The N12 highway is one of the South African National Roads Agency’s strategic priorities and it is for the N12 that civil engineering contractor Raubex Construction has been awarded the contract to implement a complete overhaul on Section 19 of the Gauteng Freeway Improvement Project.
The contract includes an intensive 30-month programme and calls for an emulsion and cement stabilisation mix for the subbase layers.
Three major new interchanges, successive bridge widenings and an east-and west- bound three-lane highway in either direction will replace the existing N12 dual-carriage- way system for about 10 km between the current Tom Jones and Daveyton on- and off-ramps.
For both the existing and new lanes, full depth reclamation and soil stabilisation will be carried out by Raubex’s recently acquired Cat RM500 rotary mixer.
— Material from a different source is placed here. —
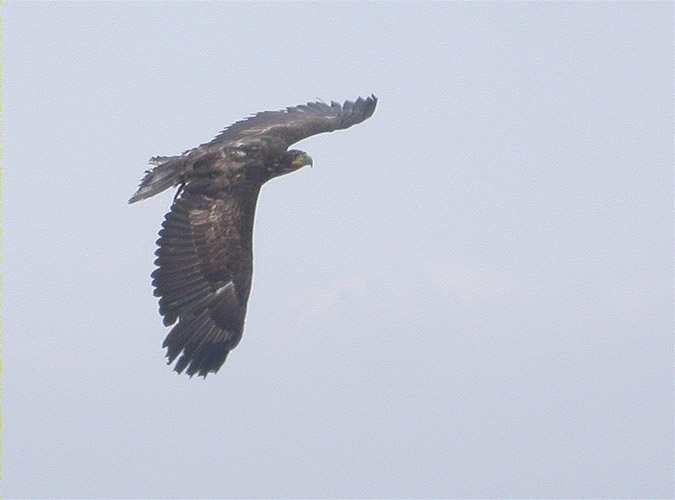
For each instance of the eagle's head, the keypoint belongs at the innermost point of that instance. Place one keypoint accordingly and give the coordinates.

The RM500’s design incorporates separate water and emulsion pumps, which are simultaneously monitored in the cab through two separate flowmeters.
With an operating weight of 28 145 kg, the RM500’s Cat C15 Acert engine has a gross power output of 403 kW. Its width of cut is 243.8 cm, while the maximum depth of cut is 4.57 cm.
“We needed a high power-to-weight ratio on the N12 to cope with the existing varied premix materials, and the dual-mix stabilisation design makes the RM500 the optimal choice,” says Raubex Construction operations manager Wouter van der Merwe.
With the RM500, Raubex will reclaim and stabilise the 300 mm subbase in one go along the demarcated sections, he adds.
The equipment will comprise the Cat RM500, in addition to a Cat fleet that includes the latest-generation Cat 140K motor grader, as well as the Cat CS76 single-drum 20 t vibratory rollers.
This will be a construction road train with the RM500 pushing ahead two tankers, one carrying 18 000 ℓ of emulsion and the other 18 000 ℓ of water for the subbase phase. The emulsion ratio will be between 2% and 3% and cement 1.5% to 2%.
“What makes the N12 project particularly noteworthy is that all materials will be worked in place or sourced from cuttings that will make way for the new lanes and interchanges along the route,” Van der Merwe says.